L’article de Janice Valls-Russell met en regard la scène de la mort des amants dans les deux pièces de Shakespeare, Le Songe d’une nuit d’été et Roméo et Juliette, en utilisant une approche méthodologique croisée qui permet de faire affleurer une proximité entre les rhétoriques du tragique et du comique. La façon dont le mythe était travaillé à l’époque élisabéthaine, dans le contexte plus large de la Renaissance, avec ses procédés d’imitation, d’appropriation et de détournement, est décodée à partir de l’étude des éléments de transmission du mythe ovidien dans lesquels Shakespeare a puisé. Les appropriations iconographiques du mythe, contemporaines de Shakespeare, illustrent la grande plasticité de cette scène. Les éléments textuels et visuels réunis sont porteurs d’intuitions sur le transfert à la scène, lui-même étudié dans des mises en scène du XXe siècle, qui usent de procédés de bricolage que n’eussent pas renié les artisans du Songe et les troupes de théâtre élisabéthaines. Ces aller-retour mettent en évidence les éléments structurants du mythe, qui traversent les époques, les genres et les formes artistiques. La permanence et le renouvellement du matériau mythologique sont interrogés dans cette scène de mort qui s’est à son tour élevée au stade de mythe avec la tragédie de Roméo et Juliette, et des adaptations filmées comme celles de Baz Luhrmann ou de Franco Zeffirelli, qui ont fortement marqué des générations de jeunes publics.

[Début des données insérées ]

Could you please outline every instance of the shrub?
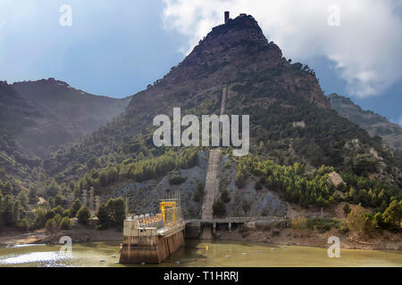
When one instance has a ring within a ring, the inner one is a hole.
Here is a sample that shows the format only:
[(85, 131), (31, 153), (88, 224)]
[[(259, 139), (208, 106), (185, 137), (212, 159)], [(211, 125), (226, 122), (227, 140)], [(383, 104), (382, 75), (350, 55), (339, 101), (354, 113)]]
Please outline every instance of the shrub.
[(354, 208), (348, 215), (347, 224), (350, 231), (363, 233), (367, 230), (367, 217), (364, 216), (361, 204)]
[(347, 215), (348, 215), (348, 214), (350, 213), (350, 206), (349, 206), (349, 204), (346, 204), (346, 205), (343, 207), (343, 212), (344, 212), (345, 214), (347, 214)]
[(307, 228), (307, 218), (299, 216), (292, 220), (292, 229), (305, 230)]
[(77, 218), (79, 220), (79, 223), (81, 224), (88, 225), (90, 216), (91, 214), (89, 212), (89, 208), (87, 206), (82, 206), (77, 212)]
[(71, 204), (71, 208), (70, 208), (70, 216), (74, 217), (77, 215), (77, 212), (81, 208), (81, 207), (82, 205), (80, 201), (80, 199), (76, 199)]
[(54, 233), (57, 230), (57, 223), (54, 221), (54, 219), (47, 220), (46, 224), (45, 224), (45, 229), (46, 232)]
[(255, 183), (255, 188), (256, 191), (263, 189), (263, 184), (261, 183), (260, 181), (257, 181), (257, 182)]
[(186, 178), (181, 177), (180, 175), (174, 175), (169, 179), (169, 183), (172, 185), (180, 185), (185, 181), (186, 181)]

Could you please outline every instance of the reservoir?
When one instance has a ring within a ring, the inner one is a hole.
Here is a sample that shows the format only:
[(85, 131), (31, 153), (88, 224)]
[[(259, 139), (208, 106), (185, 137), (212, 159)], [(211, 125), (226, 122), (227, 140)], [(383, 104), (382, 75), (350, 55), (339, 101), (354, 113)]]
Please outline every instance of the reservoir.
[(0, 267), (402, 267), (400, 250), (340, 249), (339, 258), (330, 258), (327, 248), (196, 240), (187, 240), (184, 248), (160, 265), (121, 265), (118, 263), (119, 244), (119, 241), (73, 243), (71, 256), (59, 252), (62, 245), (3, 247)]

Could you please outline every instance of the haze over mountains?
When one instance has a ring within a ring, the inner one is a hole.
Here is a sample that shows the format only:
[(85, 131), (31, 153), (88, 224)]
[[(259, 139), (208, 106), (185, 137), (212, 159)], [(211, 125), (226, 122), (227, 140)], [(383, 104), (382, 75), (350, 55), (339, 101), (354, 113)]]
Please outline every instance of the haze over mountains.
[(390, 147), (402, 151), (402, 127), (371, 110), (364, 110), (349, 98), (329, 95), (331, 105), (338, 114), (365, 129), (370, 135), (381, 136)]
[[(318, 170), (322, 165), (352, 177), (345, 191), (353, 186), (356, 192), (364, 193), (373, 187), (371, 195), (377, 195), (386, 189), (387, 203), (400, 196), (395, 194), (402, 186), (400, 157), (381, 139), (331, 110), (314, 71), (283, 57), (252, 16), (241, 15), (213, 28), (183, 61), (131, 100), (93, 96), (54, 79), (3, 83), (1, 88), (0, 106), (7, 110), (2, 127), (8, 130), (2, 148), (9, 156), (13, 150), (42, 156), (43, 159), (29, 163), (45, 178), (38, 183), (35, 174), (29, 183), (45, 188), (54, 179), (63, 185), (63, 195), (91, 186), (104, 200), (130, 193), (135, 201), (130, 210), (143, 213), (152, 210), (148, 208), (153, 204), (140, 198), (157, 201), (166, 191), (179, 190), (185, 193), (183, 208), (197, 216), (200, 207), (192, 197), (203, 180), (200, 174), (205, 170), (207, 149), (156, 148), (153, 118), (159, 114), (172, 118), (174, 107), (180, 107), (182, 115), (220, 114), (222, 90), (227, 88), (225, 114), (250, 115), (251, 142), (250, 156), (245, 160), (230, 157), (230, 149), (225, 153), (221, 189), (227, 190), (233, 203), (228, 207), (229, 215), (235, 208), (240, 216), (276, 208), (270, 198), (272, 191), (307, 208), (330, 205), (336, 195), (326, 183), (326, 170)], [(84, 134), (88, 135), (61, 145)], [(55, 151), (48, 156), (50, 150)], [(263, 171), (255, 163), (277, 169)], [(295, 169), (300, 168), (297, 165), (305, 167), (291, 170), (295, 163)], [(289, 173), (292, 176), (282, 182)], [(186, 183), (180, 186), (169, 183), (178, 175)], [(238, 183), (242, 175), (248, 184)], [(365, 179), (359, 188), (355, 185), (356, 177)], [(368, 177), (373, 185), (366, 183)], [(264, 185), (258, 193), (254, 186), (257, 183)], [(71, 189), (67, 184), (72, 185)], [(245, 187), (252, 188), (249, 196), (238, 202), (236, 197), (249, 190)], [(247, 203), (254, 206), (238, 208)]]
[(94, 131), (122, 113), (130, 100), (89, 94), (54, 78), (3, 82), (0, 88), (7, 139), (14, 151), (31, 158), (46, 157)]

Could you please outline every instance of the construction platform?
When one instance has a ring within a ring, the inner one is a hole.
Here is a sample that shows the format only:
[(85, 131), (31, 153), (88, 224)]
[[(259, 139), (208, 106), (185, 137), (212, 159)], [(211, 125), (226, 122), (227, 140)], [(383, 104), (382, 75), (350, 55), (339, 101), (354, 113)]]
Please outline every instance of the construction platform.
[(161, 200), (160, 209), (155, 216), (135, 216), (124, 221), (120, 263), (159, 264), (184, 245), (180, 200)]

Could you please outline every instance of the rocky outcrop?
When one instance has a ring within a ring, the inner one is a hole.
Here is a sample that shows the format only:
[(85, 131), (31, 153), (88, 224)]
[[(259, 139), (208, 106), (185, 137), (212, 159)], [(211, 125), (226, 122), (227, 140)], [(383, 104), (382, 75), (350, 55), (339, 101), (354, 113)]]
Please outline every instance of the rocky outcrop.
[(278, 45), (268, 42), (256, 20), (243, 16), (214, 28), (163, 78), (136, 94), (126, 113), (154, 114), (170, 105), (199, 102), (207, 90), (235, 82), (239, 74), (264, 70), (275, 74), (271, 78), (272, 88), (279, 86), (330, 109), (315, 76), (290, 64)]

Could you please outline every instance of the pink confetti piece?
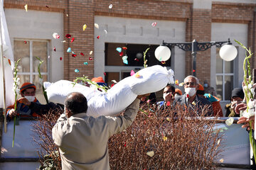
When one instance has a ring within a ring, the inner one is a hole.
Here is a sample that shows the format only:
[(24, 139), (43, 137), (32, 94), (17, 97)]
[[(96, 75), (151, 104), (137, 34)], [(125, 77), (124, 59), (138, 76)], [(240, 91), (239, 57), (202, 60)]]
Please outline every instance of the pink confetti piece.
[(135, 72), (134, 72), (134, 71), (133, 71), (133, 70), (132, 69), (131, 73), (130, 73), (130, 75), (132, 76), (132, 75), (134, 75), (134, 74), (135, 74)]
[(72, 40), (71, 40), (71, 42), (73, 42), (75, 40), (75, 38), (73, 38)]
[(156, 22), (154, 22), (151, 23), (151, 26), (152, 26), (152, 27), (155, 27), (155, 26), (156, 26), (156, 24), (157, 24)]
[(71, 35), (70, 35), (70, 34), (66, 34), (65, 37), (66, 37), (67, 38), (71, 38)]

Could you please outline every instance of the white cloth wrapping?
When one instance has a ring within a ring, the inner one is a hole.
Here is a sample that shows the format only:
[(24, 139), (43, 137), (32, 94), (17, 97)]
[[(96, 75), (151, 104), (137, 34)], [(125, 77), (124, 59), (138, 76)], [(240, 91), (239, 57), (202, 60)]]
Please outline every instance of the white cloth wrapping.
[(149, 67), (116, 84), (107, 92), (80, 84), (73, 86), (73, 82), (60, 80), (46, 88), (48, 100), (64, 103), (71, 92), (80, 92), (87, 99), (87, 114), (95, 118), (100, 115), (114, 115), (124, 110), (138, 95), (156, 92), (167, 84), (174, 84), (174, 71), (159, 65)]

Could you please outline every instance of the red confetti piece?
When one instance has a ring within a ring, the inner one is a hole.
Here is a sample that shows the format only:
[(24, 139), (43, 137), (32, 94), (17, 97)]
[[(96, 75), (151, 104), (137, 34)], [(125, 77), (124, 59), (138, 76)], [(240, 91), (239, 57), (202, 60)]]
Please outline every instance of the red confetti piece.
[(66, 34), (65, 37), (68, 38), (71, 38), (71, 35), (70, 35), (70, 34)]
[(75, 40), (75, 38), (73, 38), (71, 40), (71, 42), (73, 42)]
[(124, 52), (119, 52), (119, 56), (122, 56), (124, 55)]
[(134, 74), (135, 74), (134, 71), (133, 71), (133, 70), (132, 69), (131, 73), (130, 73), (130, 75), (132, 76), (132, 75), (134, 75)]
[(178, 85), (178, 80), (176, 80), (176, 81), (175, 81), (175, 84), (176, 84), (176, 85)]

Janice Valls-Russell est ingénieur d’études au CNRS (IRCL-UMR5186). Elle est l’auteur notamment d’une thèse et de divers articles sur le mythe de Pyrame et Thisbé dans la Renaissance anglaise, ainsi que d’une édition et traduction d’une réécriture d’OthelloHarlem Duet de Djanet Sears (Presses universitaires du Mirail, 2012). Responsable éditoriale et des rubriques recensions de la revue Cahiers Élisabéthains, elle assure la coordination et la mise en œuvre du projet en ligne A Dictionary of Shakespeare’s Classical Mythology.